We got to the ground, and entered the stands. [SIDE NOTE: The stands were totally out in the open. UNCOVERED. SOMEONE who shall remain nameless but might wake up in the bed with me each morning told me that they would be covered in the highly likely event of rain. Shitebag.] It was kind of disorganised and I just took a spot that I thought would be kind of vaguely visible (it wasn't. More later). Then people started walking past me carrying six packs of beer. CANS of beer. You know, heavy cans of beer? That can be used as missiles? There were... loads of them, wandering past wearing their swede helmets (wtf?) and carrying a six pack each. I... began to get a bit nervous.

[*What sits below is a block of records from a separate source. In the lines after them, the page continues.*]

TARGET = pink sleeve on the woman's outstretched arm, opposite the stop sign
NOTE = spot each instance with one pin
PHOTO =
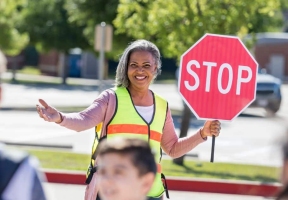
(88, 118)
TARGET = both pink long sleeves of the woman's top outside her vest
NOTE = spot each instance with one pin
(102, 110)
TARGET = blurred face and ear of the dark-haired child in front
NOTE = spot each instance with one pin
(119, 178)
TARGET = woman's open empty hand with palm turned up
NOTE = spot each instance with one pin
(48, 113)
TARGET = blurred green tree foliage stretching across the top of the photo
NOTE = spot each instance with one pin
(173, 25)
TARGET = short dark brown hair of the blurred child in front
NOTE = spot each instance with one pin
(138, 150)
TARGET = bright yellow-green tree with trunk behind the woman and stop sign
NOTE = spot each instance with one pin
(174, 26)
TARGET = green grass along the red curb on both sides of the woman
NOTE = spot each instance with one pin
(192, 168)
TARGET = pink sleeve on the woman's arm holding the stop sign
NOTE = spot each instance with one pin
(174, 146)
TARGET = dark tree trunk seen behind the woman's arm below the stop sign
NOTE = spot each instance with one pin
(185, 123)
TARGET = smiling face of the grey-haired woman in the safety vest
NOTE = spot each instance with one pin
(141, 69)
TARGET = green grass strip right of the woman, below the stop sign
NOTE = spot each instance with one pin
(200, 169)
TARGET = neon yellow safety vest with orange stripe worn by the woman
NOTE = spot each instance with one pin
(127, 122)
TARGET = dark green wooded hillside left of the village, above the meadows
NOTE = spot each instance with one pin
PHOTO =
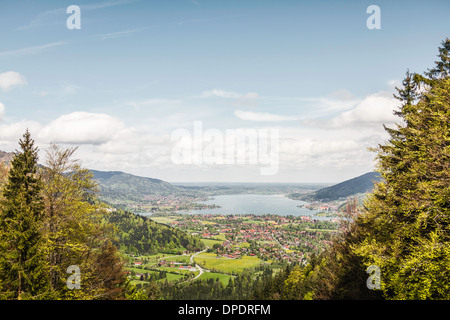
(139, 235)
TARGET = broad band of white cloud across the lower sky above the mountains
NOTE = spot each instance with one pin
(306, 153)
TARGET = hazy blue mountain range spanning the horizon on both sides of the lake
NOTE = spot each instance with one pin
(119, 185)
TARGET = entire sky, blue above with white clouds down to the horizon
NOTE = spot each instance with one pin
(137, 71)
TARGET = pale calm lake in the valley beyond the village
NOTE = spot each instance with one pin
(255, 204)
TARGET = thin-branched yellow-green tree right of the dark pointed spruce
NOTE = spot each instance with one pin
(75, 230)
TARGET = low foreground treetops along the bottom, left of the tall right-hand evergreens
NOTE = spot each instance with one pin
(316, 280)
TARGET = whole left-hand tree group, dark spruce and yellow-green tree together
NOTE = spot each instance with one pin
(54, 242)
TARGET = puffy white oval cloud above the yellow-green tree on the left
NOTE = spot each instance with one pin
(81, 128)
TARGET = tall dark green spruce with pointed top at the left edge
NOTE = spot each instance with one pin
(22, 263)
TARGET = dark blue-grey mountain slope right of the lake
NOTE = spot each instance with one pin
(360, 184)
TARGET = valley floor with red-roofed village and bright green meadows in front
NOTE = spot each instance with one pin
(235, 243)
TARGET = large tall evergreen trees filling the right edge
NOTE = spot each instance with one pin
(406, 227)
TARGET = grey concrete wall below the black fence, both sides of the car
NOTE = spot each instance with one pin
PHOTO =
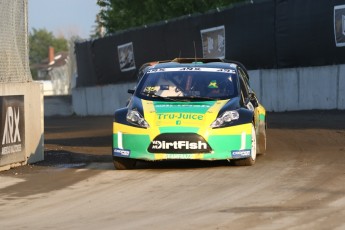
(279, 90)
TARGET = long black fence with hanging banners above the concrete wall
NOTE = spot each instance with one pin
(268, 34)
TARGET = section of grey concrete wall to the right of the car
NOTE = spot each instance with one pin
(300, 88)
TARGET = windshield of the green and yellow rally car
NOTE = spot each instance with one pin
(197, 84)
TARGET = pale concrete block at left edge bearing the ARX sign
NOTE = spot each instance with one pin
(31, 144)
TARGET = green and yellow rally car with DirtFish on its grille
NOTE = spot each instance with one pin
(202, 109)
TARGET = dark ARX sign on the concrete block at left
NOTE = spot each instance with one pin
(12, 126)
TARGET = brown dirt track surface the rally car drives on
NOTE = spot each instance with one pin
(298, 184)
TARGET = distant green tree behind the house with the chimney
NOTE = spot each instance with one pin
(39, 42)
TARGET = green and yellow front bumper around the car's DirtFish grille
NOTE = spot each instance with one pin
(226, 143)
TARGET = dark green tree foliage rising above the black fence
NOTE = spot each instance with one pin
(122, 14)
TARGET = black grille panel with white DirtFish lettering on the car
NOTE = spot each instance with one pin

Then the Otago fans filed in next to me. NEXT TO ME. In the same stand. Milling around in their conspicuous Otago colours with their big "O" flags <snicker> and whatnot. And I turned to He Who Was Not Earlier Named Despite His Lies, Damn Lies - and stared. He stared back. Were there really going to be... drunken, beer-carrying RIVAL FANS standing in the same stands as us? Surely not! Look, there's a nice high-vis-vested security person, I'm sure they're going to huckle these dirty rotten Otagians (go me, getting my game face on) and send them packing to their own stand.

They didn't.

They just nodded and wandered past.

So, there we were, all game, in mixed bunches who were obvious either because of the colours they were bedecked in, or the particular side that got cheered or jeered. I was SURE Shit Was Going To Go Down. And... it never did. It was a close run game, and in the end Southland won (kind of narrowly). Given that the (very, VERY) drunken Otago fans in front of us were chanting "Let's Go Fucking Men-Tal" (and funnily, my brain interpreted it into Scottish accents, because it seemed so very familiar), I figured the Trouble would come in the walk out of the stadium, in and around the side streets, in the city centre.

It... didn't. The Otago fans who were on the bus with us on the way to the game got back on the bus on the way home, pretty good-humoured about their defeat, to some slight ribbing but an awful lot of terribly SPORTSMANLIKE comments about the good quality of the game. What the HELL?! Where was the blood? The faces twisted up in mindless hatred, the biggoted chanting, the viscious insults? Where the improvised weapons and creative use of expletives?

There are very many ways in which I'm reminded that I am Not From Around Here and have my own crazy customs. This was perhaps the single most vivid one.

And I really, really liked it.

(PS - I didn't actually see any of the game, partly because [shortness + random drunken persons falling around and about and into me] * crowded stands = SHIT ALL VISIBILTY and PLENTY RAGE. I learned nothing about the rules of rugby, and still don't know how it works. C'est la vie)

*Calvinball. That's my kind of sport right there. And also, being a bad sport at that would totally be acceptable - nay, required.